So the Premier League returns with Dean Smith preparing his team to take on Southampton, just as he was in the final week before the international break. The more things change, the more they stay the same.
While fans may bemoan the lack of top-flight action over the past fortnight, the clubs themselves have been anything but idle.
Norwich, fresh from watching Daniel Farke notch their first win of the season, handed the German his cards, while Aston Villa reacted to a run of five straight defeats by sacking Smith the following day.
After a brief dalliance with Frank Lampard, the Canaries decided Smith — whose failure to get much of a tune out of Emi Buendia, bought from Norwich for £30million in the summer, must have contributed to his downfall — was the man to arrest their slide back towards the second tier.
Smith, like Farke, has a Championship promotion on his CV which, let’s face it, is likely to come in handy next season but also, importantly, the record of keeping a team up in the Premier League at the first time of asking — a feat he managed with Villa in 2020.
For all the fine work done by Farke in Norfolk, pivoting to Smith before things get completely out of hand seems like a smart move.
But while Norwich filled their vacancy with a proven commodity, Smith’s former club took more of a gamble, albeit an alluring one.
Nobody suggests almost 200 games in charge of Glasgow Rangers makes Steven Gerrard a managerial novice, but in the Premier League that’s exactly what he is. And, with Villa’s very public ambition to establish themselves in the top rather than the bottom six, putting the task in the hands of an entity managing in the division for the first time is something of a leap of faith.

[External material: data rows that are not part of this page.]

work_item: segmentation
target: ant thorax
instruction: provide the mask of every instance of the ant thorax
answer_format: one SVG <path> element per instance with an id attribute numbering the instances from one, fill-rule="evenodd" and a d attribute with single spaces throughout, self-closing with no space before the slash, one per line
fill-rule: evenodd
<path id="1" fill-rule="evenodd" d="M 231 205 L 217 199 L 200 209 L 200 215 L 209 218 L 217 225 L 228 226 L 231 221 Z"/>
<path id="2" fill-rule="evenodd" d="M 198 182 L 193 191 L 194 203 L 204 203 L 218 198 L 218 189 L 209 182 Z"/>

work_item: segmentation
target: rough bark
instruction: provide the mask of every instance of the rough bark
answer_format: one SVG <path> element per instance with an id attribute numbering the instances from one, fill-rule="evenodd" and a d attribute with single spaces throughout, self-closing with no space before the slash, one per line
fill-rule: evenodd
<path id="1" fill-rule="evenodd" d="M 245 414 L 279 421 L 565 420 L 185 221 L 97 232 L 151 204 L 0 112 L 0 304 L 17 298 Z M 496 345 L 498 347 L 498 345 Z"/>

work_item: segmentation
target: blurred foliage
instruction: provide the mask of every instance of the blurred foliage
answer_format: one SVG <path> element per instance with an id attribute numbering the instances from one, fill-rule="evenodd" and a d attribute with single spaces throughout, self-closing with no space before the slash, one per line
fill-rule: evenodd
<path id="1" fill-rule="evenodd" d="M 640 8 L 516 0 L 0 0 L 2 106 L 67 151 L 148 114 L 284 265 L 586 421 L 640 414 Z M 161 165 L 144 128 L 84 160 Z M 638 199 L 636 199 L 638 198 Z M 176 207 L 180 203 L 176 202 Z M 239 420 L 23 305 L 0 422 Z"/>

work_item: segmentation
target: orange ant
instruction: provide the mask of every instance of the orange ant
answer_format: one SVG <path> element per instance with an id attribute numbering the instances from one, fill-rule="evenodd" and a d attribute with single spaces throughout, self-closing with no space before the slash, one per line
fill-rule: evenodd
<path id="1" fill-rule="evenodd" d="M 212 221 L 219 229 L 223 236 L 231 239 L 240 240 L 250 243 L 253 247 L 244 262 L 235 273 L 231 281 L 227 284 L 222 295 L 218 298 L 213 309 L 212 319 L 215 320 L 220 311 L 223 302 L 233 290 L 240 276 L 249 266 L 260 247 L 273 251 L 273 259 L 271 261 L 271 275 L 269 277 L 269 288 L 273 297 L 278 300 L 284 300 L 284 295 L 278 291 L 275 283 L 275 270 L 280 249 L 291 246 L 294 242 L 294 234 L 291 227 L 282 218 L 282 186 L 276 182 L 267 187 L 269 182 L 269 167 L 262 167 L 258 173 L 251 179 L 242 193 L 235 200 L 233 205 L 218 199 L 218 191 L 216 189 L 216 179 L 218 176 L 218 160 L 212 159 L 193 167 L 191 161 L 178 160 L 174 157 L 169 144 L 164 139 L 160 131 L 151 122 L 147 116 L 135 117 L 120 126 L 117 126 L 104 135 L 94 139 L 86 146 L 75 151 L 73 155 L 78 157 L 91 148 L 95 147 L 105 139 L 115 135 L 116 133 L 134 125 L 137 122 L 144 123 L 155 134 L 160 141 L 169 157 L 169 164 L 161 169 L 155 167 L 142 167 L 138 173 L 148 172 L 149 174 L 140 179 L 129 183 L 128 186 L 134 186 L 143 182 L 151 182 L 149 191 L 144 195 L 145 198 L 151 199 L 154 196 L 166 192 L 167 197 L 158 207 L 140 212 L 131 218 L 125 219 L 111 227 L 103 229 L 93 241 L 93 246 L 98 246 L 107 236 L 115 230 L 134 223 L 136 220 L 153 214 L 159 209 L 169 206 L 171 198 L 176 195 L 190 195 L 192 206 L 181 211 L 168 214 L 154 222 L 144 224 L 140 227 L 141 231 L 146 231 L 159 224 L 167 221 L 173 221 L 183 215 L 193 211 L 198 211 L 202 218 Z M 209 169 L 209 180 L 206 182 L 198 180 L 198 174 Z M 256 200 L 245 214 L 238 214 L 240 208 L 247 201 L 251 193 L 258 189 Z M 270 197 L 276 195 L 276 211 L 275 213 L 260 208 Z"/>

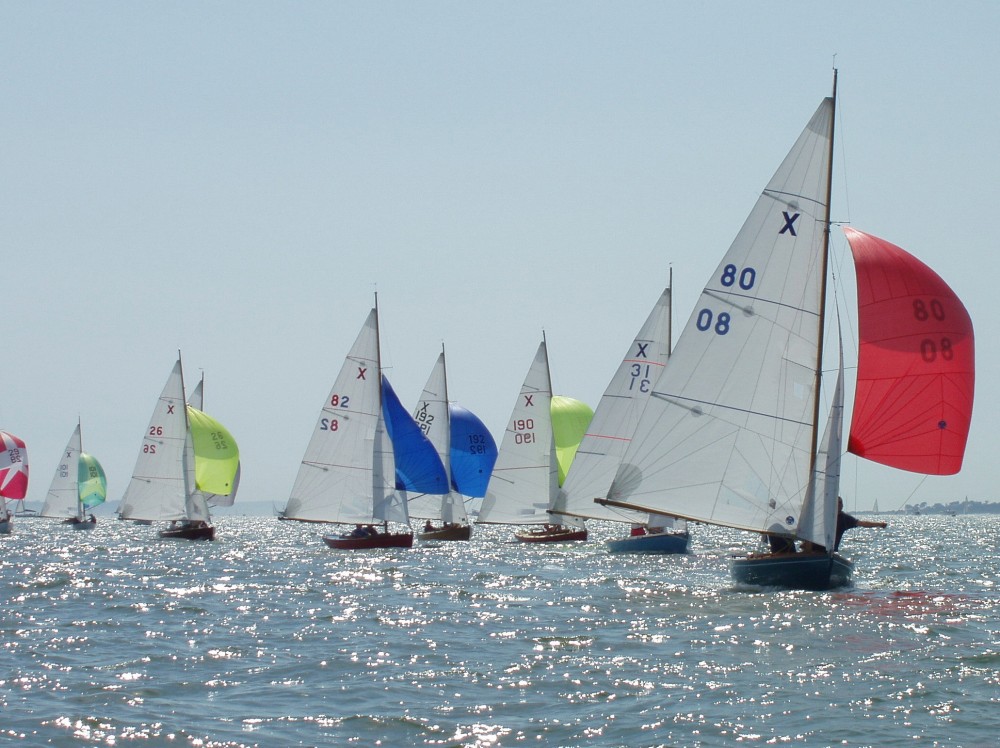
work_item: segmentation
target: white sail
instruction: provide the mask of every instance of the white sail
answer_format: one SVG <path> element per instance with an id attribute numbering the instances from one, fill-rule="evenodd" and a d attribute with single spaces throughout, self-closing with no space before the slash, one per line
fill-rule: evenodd
<path id="1" fill-rule="evenodd" d="M 840 495 L 840 462 L 844 432 L 844 352 L 840 352 L 837 384 L 826 430 L 816 455 L 816 469 L 802 505 L 796 535 L 832 551 L 837 534 L 837 497 Z M 819 501 L 815 500 L 819 497 Z"/>
<path id="2" fill-rule="evenodd" d="M 372 309 L 316 419 L 283 512 L 286 519 L 352 524 L 376 519 L 373 487 L 393 479 L 391 465 L 381 462 L 385 454 L 391 458 L 388 439 L 376 460 L 383 441 L 376 439 L 381 386 L 378 312 Z"/>
<path id="3" fill-rule="evenodd" d="M 420 402 L 413 412 L 413 420 L 434 445 L 434 450 L 444 466 L 444 473 L 450 481 L 451 415 L 448 408 L 448 371 L 443 349 L 438 354 L 424 391 L 420 395 Z M 442 520 L 463 525 L 469 523 L 465 501 L 460 494 L 452 490 L 443 495 L 421 494 L 410 497 L 409 511 L 411 517 L 420 519 Z"/>
<path id="4" fill-rule="evenodd" d="M 186 406 L 184 413 L 186 416 Z M 194 460 L 194 440 L 191 436 L 189 425 L 187 433 L 184 436 L 184 485 L 187 486 L 187 498 L 184 501 L 184 516 L 188 520 L 208 524 L 211 521 L 211 515 L 208 510 L 208 495 L 197 488 Z"/>
<path id="5" fill-rule="evenodd" d="M 529 525 L 550 521 L 548 509 L 558 490 L 551 401 L 543 340 L 507 423 L 478 522 Z"/>
<path id="6" fill-rule="evenodd" d="M 794 535 L 811 478 L 833 100 L 702 292 L 611 493 L 630 508 Z"/>
<path id="7" fill-rule="evenodd" d="M 45 503 L 40 512 L 43 517 L 79 517 L 80 493 L 78 489 L 79 475 L 78 466 L 80 463 L 80 453 L 83 451 L 83 437 L 80 435 L 80 424 L 76 424 L 66 449 L 63 450 L 62 459 L 56 467 L 55 475 L 52 476 L 52 483 L 49 485 L 49 492 L 45 496 Z"/>
<path id="8" fill-rule="evenodd" d="M 666 288 L 601 396 L 556 498 L 555 519 L 566 521 L 565 515 L 574 515 L 645 523 L 645 514 L 597 504 L 594 499 L 608 497 L 639 417 L 670 356 L 670 306 L 670 289 Z M 608 498 L 627 500 L 617 495 Z"/>
<path id="9" fill-rule="evenodd" d="M 382 522 L 410 524 L 406 494 L 396 490 L 396 465 L 392 440 L 389 439 L 389 432 L 386 430 L 381 412 L 375 425 L 372 460 L 372 518 Z"/>
<path id="10" fill-rule="evenodd" d="M 185 406 L 184 377 L 178 358 L 143 435 L 132 479 L 121 500 L 122 519 L 187 517 L 187 496 L 194 483 L 188 473 L 193 461 L 185 454 L 189 439 Z"/>

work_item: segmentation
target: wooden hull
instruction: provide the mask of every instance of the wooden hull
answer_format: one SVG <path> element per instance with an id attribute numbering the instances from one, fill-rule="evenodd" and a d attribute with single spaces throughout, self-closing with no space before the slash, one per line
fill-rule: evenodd
<path id="1" fill-rule="evenodd" d="M 417 540 L 469 540 L 471 537 L 472 525 L 452 525 L 422 532 Z"/>
<path id="2" fill-rule="evenodd" d="M 552 530 L 531 530 L 514 535 L 522 543 L 568 543 L 573 540 L 586 540 L 587 529 L 578 530 L 572 527 L 557 527 Z"/>
<path id="3" fill-rule="evenodd" d="M 172 527 L 160 530 L 160 537 L 168 540 L 215 540 L 215 527 Z"/>
<path id="4" fill-rule="evenodd" d="M 733 581 L 792 590 L 832 590 L 851 583 L 854 564 L 825 553 L 760 554 L 734 558 Z"/>
<path id="5" fill-rule="evenodd" d="M 686 532 L 634 535 L 608 541 L 609 553 L 687 553 L 691 536 Z"/>
<path id="6" fill-rule="evenodd" d="M 323 542 L 330 548 L 342 551 L 361 551 L 368 548 L 412 548 L 413 535 L 411 533 L 386 532 L 380 532 L 378 535 L 370 535 L 366 538 L 324 535 Z"/>
<path id="7" fill-rule="evenodd" d="M 0 522 L 0 535 L 10 535 L 10 526 L 10 520 L 5 519 L 3 522 Z"/>
<path id="8" fill-rule="evenodd" d="M 65 524 L 72 527 L 74 530 L 93 530 L 97 527 L 97 521 L 91 522 L 89 519 L 78 520 L 76 518 L 66 520 Z"/>

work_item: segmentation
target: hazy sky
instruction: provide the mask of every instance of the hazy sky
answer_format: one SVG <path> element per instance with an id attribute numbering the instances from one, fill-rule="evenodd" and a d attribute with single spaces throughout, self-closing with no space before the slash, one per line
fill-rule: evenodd
<path id="1" fill-rule="evenodd" d="M 998 32 L 992 0 L 0 1 L 0 428 L 29 499 L 79 416 L 116 506 L 181 349 L 240 500 L 283 506 L 376 289 L 408 405 L 443 342 L 499 442 L 543 329 L 556 393 L 596 405 L 671 265 L 683 327 L 834 56 L 834 218 L 978 333 L 962 472 L 850 458 L 843 493 L 1000 499 Z"/>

Gerrard inherited a mess in Glasgow and moves south with a Scottish title under his belt and endorsements ringing in his ears. The inspirational former Liverpool and England midfielder has been described as a strong leader who demands respect and does not tolerate second-best.
All of this makes him an obvious and intelligent target for Premier League clubs with a vacancy to fill. But Villa, with their stated aim of breaking into the upper echelons of the top flight, might have been expected to target a manager who has worked there before.
Concluding that Smith, after building Aston Villa from mid-table obscurity in the Championship to fairly well-established Premier League force, is not the man to take them any further is a ruthless, if just about understandable, move given the resources at his disposal last summer.
Deciding Gerrard is more suited to the task at hand is harder to justify.